Heteronormativität ist ein zentraler Begriff der Queer Theory, mit dem Naturalisierung und Privilegierung von Heterosexualität und Zweigeschlechtlichkeit in Frage gestellt werden. Das bedeutet, dass nicht nur die auf Alltagswissen bezogene Annahme, es gäbe zwei gegensätzliche Geschlechter und diese seien sexuell aufeinander bezogen, kritisiert wird, sondern auch die mit Zweigeschlechtlichkeit und (ehevertraglich geregelter) Heterosexualität einhergehenden Privilegierungen und Marginalisierungen. Der Begriff Heteronormativität dient zur Analyse und Kritik der Verflechtung von Heterosexualität und Geschlechternormen, mit denen Macht-, Ungleichheits- und Herrschaftsverhältnisse einhergehen (vgl. Engel, 2009, S. 19). Mit ihm werden Reproduktionsmechanismen und institutionelle Zwänge in den Blick gerückt, die Heterosexualität als zeitlose, unveränderbare Institution und ohne Geschichte erscheinen lassen (vgl. Hark, 2009, S. 318). „Analysiert wird, wie Heterosexualität in die soziale Textur unserer Gesellschaft, in Geschlechterkonzeptionen und in kulturelle Vorstellungen von Körper, Familie, Individualität, Nation, in die Trennung von privat/öffentlich eingewoben ist, ohne selbst als soziale Textur bzw. als produktive Matrix von Geschlechterverhältnissen, Körper, Familie, Nation sichtbar zu sein.“ (Hark, 2009, S. 318). [1]

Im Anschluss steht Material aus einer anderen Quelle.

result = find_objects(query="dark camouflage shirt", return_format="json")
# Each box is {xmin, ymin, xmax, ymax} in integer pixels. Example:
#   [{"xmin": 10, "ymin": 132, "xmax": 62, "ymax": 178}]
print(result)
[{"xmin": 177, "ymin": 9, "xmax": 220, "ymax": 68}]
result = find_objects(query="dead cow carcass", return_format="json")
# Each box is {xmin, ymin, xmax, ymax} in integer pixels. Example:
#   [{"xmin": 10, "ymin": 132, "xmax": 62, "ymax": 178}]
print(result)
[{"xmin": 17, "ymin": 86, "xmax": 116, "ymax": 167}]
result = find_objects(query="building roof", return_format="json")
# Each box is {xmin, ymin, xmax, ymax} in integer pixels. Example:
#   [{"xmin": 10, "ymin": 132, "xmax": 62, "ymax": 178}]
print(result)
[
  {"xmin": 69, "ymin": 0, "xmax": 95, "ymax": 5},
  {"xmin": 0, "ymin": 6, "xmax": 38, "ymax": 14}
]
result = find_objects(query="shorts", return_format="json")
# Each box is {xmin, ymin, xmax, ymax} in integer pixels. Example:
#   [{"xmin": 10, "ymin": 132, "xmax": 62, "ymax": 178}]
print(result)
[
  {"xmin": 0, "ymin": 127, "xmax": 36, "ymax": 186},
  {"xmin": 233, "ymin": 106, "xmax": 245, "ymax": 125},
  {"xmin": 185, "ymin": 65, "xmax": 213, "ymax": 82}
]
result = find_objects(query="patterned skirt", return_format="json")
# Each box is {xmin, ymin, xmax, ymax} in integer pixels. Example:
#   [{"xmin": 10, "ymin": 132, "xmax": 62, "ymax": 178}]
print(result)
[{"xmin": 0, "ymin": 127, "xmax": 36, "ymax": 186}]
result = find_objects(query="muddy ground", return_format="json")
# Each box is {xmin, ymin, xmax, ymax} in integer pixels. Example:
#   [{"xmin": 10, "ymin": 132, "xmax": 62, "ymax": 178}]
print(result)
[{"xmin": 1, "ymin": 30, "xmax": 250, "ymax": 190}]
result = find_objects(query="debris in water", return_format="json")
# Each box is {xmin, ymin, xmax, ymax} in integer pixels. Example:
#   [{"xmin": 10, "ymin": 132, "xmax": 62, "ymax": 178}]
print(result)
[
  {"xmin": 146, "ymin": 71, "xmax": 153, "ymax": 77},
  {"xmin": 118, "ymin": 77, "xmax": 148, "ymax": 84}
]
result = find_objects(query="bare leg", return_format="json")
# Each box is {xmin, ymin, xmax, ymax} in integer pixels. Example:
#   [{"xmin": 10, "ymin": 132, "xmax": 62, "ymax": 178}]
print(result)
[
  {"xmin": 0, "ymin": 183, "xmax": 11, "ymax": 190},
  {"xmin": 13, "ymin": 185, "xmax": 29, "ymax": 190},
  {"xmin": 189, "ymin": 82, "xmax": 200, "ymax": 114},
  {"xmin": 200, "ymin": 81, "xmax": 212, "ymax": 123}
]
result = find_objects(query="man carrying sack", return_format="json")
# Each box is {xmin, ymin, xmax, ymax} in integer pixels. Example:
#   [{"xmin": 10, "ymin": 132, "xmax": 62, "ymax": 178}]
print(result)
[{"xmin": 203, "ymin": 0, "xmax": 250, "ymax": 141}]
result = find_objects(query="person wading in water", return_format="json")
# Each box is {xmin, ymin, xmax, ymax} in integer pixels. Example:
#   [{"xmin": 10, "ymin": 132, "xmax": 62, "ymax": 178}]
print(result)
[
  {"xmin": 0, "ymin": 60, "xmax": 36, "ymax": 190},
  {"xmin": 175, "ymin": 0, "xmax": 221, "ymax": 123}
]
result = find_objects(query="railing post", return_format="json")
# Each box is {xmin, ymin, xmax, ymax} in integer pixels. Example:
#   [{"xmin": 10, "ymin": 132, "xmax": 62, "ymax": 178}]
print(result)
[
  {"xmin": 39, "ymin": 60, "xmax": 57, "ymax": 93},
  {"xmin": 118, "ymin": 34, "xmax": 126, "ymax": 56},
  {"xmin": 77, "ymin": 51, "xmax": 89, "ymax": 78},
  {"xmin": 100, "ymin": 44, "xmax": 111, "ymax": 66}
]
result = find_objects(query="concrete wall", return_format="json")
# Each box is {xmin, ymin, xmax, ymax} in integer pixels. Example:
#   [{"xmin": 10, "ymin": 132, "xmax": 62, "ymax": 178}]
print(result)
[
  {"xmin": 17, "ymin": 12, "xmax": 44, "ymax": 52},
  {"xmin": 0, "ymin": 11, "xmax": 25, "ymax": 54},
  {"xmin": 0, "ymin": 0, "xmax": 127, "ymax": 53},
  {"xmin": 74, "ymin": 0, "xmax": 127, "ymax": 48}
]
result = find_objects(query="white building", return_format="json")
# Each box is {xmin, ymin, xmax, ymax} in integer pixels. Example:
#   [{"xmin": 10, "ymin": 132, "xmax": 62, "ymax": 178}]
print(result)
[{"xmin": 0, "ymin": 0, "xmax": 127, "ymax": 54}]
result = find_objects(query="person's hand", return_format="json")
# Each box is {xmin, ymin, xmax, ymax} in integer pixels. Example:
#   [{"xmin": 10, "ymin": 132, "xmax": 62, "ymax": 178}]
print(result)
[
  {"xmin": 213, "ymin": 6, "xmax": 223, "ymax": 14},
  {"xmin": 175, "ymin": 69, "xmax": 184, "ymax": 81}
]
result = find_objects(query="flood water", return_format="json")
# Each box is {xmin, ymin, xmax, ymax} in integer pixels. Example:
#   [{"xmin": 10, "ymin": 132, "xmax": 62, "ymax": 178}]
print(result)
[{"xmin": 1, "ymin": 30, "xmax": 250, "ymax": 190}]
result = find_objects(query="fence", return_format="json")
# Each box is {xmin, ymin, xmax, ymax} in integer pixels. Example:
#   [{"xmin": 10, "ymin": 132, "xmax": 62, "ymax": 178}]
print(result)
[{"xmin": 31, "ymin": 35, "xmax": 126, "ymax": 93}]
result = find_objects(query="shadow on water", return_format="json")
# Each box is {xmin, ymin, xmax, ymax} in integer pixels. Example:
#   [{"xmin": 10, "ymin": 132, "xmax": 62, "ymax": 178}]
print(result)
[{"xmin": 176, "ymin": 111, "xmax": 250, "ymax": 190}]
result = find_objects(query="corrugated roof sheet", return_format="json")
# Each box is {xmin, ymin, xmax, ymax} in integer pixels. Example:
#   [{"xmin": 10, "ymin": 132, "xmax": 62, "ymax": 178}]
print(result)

Der Neologismus „heteronormativity“ (Warner, 1991, S. 14) tauchte erstmalig in Michael Warners Aufsatz „Introduction: Fear of a Queer Planet“ auf (Wagenknecht, 2007, S. 18). Ausgehend von dem Befund, dass die Sozialtheorie lange Zeit Sexualität als gesellschaftliche Institution ausgeblendet hat, schlägt Warner vor, Heterosexualität als eine grundlegende Kategorie sozialtheoretischer Analysen zu denken, um damit Kritik am Privileg einer heterosexuellen Kultur üben zu können, die sich selbst als ‚die Gesellschaft‘ begreift (vgl. Warner, 1993, S. xv–xxi). Vorläufer dieser Überlegung stellen zum einen Debatten und Aktionen der AIDS-Bewegung dar, mit denen die „fatale Unsichtbarmachung der als nichtbetrauerbar Empfundenen“ (Dietze, Haschemi & Michaelis, o. J.) – meist schwule Männer – kritisiert wurden, und zum anderen lesbisch-feministische Untersuchungen. In letzteren wird die vermeintliche Normalität von Heterosexualität problematisiert, etwa mithilfe des Begriffs der Zwangsheterosexualität, im englischsprachigen Original „compulsory heterosexuality“ (Rich, 1987, S. 22). Während Adrienne Rich (1987, S. 22–75) zwar Heterosexualität, nicht aber Geschlecht, entnaturalisiert, geht Monique Wittig (1992) weiter und hinterfragt die Verbindung zwischen Geschlecht und Heterosexualität. Mit ihrem Zitat „lesbians are not women“ (Wittig, 1992, S. 32) führt sie die Subjektposition der Lesbe (lesbian) affirmativ als widerständige an. Lesben seien deshalb keine Frauen, weil ‚Frau‘ nur innerhalb des heterosexuellen Regimes Bedeutung habe (vgl. Wittig, 1992, S. 20, 32). Auch queertheoretische Ansätze, die sich auf poststrukturalistische Theorien berufen, plädieren dafür, Sexualität und Geschlecht analytisch zu unterscheiden. Sie stellen dabei die identitätspolitischen Thesen der Vorgänger_innen in Frage, um sich stärker den Effekten von Macht-Wissens-Ordnungen zuzuwenden (vgl. Jagose, 2005, S. 95–106). [2]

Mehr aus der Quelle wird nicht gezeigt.